Chapter 18 LDA Topic Modeling

Hello! In this tutorial, we will be learning LDA topic modeling. LDA is a statistical model that is commonly used in topic modeling, a family of unsupervised machine learning strategies that are used for clustering or grouping observations. Topic modeling is a mixed-membership clustering strategy primarily used in natural language processing. This means that each observation (really, each message) is seen as a mix of a group of topics.

For this tutorial, we will be using tweets about academia (we have used this data before) to learn how to construct an LDA topic modeling. In addition to using tidytext, we will also learn two new packages, topicmodels, which is used for topic modeling algorithms generally, and ldatuning, a package used to determine the optimal number of topics in LDA topic modeling.

Let us now load our packages and import our data.

options(scipen=999)
library(tidyverse)
library(tidytext)

library(topicmodels)
library(ldatuning)
tweet_data <- read_csv("data/tweets_academia.csv") %>%
  select(user_id, status_id, screen_name, text, retweet_count, verified)
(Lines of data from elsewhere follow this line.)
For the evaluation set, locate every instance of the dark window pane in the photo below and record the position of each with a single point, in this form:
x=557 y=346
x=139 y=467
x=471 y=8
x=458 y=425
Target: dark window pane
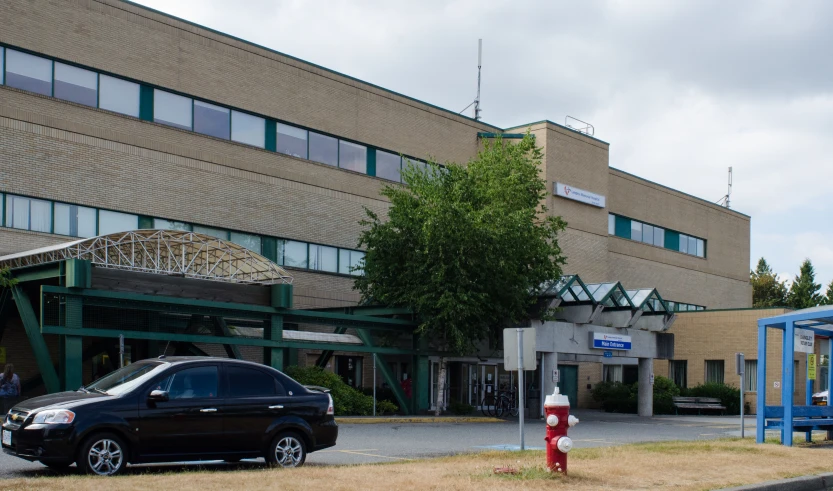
x=193 y=383
x=171 y=109
x=249 y=382
x=76 y=84
x=388 y=165
x=211 y=120
x=76 y=221
x=118 y=95
x=323 y=149
x=352 y=156
x=248 y=129
x=292 y=141
x=28 y=72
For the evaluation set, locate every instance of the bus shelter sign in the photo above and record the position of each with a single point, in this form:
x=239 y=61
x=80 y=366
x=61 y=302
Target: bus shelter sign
x=611 y=341
x=804 y=341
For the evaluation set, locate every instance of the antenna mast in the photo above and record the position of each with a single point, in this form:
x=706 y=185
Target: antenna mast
x=729 y=193
x=479 y=65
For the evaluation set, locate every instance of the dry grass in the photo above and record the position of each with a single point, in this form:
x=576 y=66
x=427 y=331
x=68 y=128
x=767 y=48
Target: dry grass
x=677 y=465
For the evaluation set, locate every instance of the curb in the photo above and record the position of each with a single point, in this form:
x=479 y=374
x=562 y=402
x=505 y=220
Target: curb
x=818 y=482
x=407 y=420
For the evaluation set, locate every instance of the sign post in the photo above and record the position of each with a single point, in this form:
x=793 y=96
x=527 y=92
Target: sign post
x=519 y=342
x=741 y=366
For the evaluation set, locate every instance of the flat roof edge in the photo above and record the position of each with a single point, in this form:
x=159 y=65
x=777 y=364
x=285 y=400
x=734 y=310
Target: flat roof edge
x=547 y=121
x=295 y=58
x=681 y=192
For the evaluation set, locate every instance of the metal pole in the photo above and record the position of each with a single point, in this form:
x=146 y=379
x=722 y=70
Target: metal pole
x=121 y=350
x=521 y=383
x=741 y=402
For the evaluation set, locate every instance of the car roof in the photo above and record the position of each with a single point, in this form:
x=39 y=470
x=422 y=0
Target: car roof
x=181 y=360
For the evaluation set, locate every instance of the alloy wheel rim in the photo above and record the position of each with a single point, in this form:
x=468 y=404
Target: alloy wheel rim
x=288 y=452
x=105 y=457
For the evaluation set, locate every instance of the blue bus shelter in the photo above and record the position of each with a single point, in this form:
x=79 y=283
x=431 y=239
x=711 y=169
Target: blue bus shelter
x=789 y=417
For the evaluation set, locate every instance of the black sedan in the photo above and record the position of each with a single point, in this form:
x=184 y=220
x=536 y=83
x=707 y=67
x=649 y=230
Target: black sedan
x=171 y=410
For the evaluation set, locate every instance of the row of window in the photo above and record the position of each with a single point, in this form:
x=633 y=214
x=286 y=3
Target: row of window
x=68 y=82
x=41 y=215
x=683 y=307
x=651 y=234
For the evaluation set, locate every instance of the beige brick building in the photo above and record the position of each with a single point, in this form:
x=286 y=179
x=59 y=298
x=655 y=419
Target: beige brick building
x=117 y=117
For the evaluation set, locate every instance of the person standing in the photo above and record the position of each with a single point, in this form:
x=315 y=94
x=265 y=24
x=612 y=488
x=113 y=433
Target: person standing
x=9 y=382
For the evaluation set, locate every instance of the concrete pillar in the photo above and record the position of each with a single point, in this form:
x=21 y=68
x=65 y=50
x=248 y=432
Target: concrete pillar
x=549 y=362
x=645 y=397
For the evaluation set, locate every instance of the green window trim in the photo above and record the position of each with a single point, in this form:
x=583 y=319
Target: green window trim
x=145 y=103
x=623 y=227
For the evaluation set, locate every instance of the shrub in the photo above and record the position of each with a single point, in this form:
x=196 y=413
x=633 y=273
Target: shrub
x=347 y=400
x=460 y=408
x=729 y=395
x=616 y=397
x=664 y=392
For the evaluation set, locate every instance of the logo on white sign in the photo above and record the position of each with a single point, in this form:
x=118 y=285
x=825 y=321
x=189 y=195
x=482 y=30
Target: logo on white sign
x=570 y=192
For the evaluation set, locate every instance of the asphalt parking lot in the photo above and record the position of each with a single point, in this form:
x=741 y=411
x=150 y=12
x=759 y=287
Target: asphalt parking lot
x=389 y=442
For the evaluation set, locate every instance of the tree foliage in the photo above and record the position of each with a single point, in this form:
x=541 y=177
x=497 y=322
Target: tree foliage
x=465 y=247
x=767 y=291
x=804 y=291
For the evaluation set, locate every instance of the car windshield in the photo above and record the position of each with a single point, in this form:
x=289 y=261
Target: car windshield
x=126 y=378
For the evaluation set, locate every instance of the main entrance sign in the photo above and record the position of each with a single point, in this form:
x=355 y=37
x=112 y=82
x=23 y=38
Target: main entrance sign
x=611 y=341
x=576 y=194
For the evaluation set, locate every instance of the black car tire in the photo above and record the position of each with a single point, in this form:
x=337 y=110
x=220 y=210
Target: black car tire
x=287 y=450
x=103 y=454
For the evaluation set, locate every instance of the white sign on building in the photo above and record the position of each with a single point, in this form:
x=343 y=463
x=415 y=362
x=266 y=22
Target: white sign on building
x=804 y=341
x=573 y=193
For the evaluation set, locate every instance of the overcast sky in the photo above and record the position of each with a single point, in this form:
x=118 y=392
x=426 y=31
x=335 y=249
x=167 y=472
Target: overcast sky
x=681 y=90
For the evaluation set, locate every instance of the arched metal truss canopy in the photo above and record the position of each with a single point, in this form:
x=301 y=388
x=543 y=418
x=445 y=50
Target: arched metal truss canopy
x=169 y=252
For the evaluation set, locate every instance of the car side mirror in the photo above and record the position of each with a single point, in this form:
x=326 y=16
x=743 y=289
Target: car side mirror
x=158 y=396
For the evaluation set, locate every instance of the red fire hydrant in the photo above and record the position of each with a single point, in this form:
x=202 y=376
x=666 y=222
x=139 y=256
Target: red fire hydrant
x=557 y=411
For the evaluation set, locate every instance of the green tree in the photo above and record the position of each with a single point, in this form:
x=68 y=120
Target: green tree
x=828 y=295
x=767 y=291
x=465 y=247
x=804 y=291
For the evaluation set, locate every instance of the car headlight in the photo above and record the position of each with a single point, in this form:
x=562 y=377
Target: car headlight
x=54 y=416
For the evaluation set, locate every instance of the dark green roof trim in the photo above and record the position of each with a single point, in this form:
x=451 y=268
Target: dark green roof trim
x=678 y=191
x=144 y=7
x=733 y=310
x=560 y=126
x=505 y=136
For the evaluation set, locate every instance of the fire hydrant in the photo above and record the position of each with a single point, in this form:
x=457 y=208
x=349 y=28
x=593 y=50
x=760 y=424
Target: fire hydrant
x=557 y=411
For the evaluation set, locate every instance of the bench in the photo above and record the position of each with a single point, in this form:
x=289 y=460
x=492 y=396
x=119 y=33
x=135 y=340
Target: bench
x=698 y=403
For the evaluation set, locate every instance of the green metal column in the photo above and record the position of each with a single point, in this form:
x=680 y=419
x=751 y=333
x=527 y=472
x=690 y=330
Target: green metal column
x=36 y=341
x=273 y=331
x=71 y=353
x=405 y=404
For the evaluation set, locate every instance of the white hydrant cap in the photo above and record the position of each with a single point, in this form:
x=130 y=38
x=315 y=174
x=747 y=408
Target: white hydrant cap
x=556 y=399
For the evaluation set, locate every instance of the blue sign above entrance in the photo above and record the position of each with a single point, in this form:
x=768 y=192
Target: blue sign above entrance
x=611 y=341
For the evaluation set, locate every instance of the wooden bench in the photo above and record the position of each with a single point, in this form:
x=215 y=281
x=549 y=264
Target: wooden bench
x=698 y=403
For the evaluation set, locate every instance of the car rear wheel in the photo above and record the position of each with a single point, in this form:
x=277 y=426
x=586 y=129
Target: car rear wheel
x=287 y=450
x=104 y=454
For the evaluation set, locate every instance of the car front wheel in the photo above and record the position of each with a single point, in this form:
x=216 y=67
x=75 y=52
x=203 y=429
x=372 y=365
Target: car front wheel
x=287 y=450
x=103 y=454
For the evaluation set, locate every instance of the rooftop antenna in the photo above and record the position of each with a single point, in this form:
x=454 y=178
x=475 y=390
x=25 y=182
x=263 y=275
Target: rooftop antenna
x=726 y=200
x=476 y=102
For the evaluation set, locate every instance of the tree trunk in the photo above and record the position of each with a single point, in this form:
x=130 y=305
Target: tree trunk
x=441 y=387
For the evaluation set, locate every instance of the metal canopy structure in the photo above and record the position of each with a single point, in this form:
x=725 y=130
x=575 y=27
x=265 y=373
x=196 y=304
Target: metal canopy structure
x=789 y=417
x=169 y=252
x=586 y=303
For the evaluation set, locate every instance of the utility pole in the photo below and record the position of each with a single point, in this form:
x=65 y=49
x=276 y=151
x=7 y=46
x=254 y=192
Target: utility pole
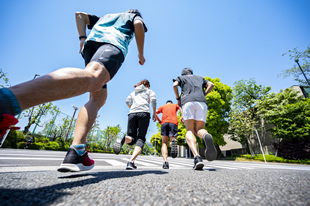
x=75 y=108
x=296 y=60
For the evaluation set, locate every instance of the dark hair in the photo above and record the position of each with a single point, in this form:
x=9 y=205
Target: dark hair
x=145 y=82
x=187 y=71
x=135 y=11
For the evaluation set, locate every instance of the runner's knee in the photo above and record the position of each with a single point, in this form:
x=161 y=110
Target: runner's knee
x=140 y=143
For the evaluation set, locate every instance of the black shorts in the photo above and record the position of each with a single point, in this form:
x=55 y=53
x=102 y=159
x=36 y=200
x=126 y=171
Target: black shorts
x=105 y=54
x=169 y=129
x=138 y=124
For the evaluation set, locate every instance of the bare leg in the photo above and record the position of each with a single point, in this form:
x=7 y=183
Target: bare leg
x=200 y=128
x=61 y=84
x=164 y=150
x=135 y=154
x=190 y=138
x=88 y=115
x=128 y=139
18.1 Data Cleaning/Wrangling

For LDA modeling, we will need the data to be in a document-term matrix (or, in quanteda language, document-feature matrix). To do so, we’ll process our data using the tidytext package we learned in Week 8 (NLP). First, we’ll remove all the URLs using str_replace_all().

tweet_data$text <- str_replace_all(tweet_data$text, " ?(f|ht)tp(s?)://(.*)[.][a-z]+", "")

Next, we build a custom dictionary of stop words and binds it to an already existing list of stop words in tidytext (stop_words).

final_stop <- data.frame(word = c("said", "u", "0001f6a8", "illvi9k4pg", "https", "t.co", "video", "amp", "2000", "18", "school", "grad",
                                  "1", "2", "3", "4", "don", "6", "0001f62d", "im", "fe0f", "30"), 
                         lexicon = "custom") %>%
  rbind(stop_words)

Finally, we prepare our document-term matrix using the cast_dtm() function.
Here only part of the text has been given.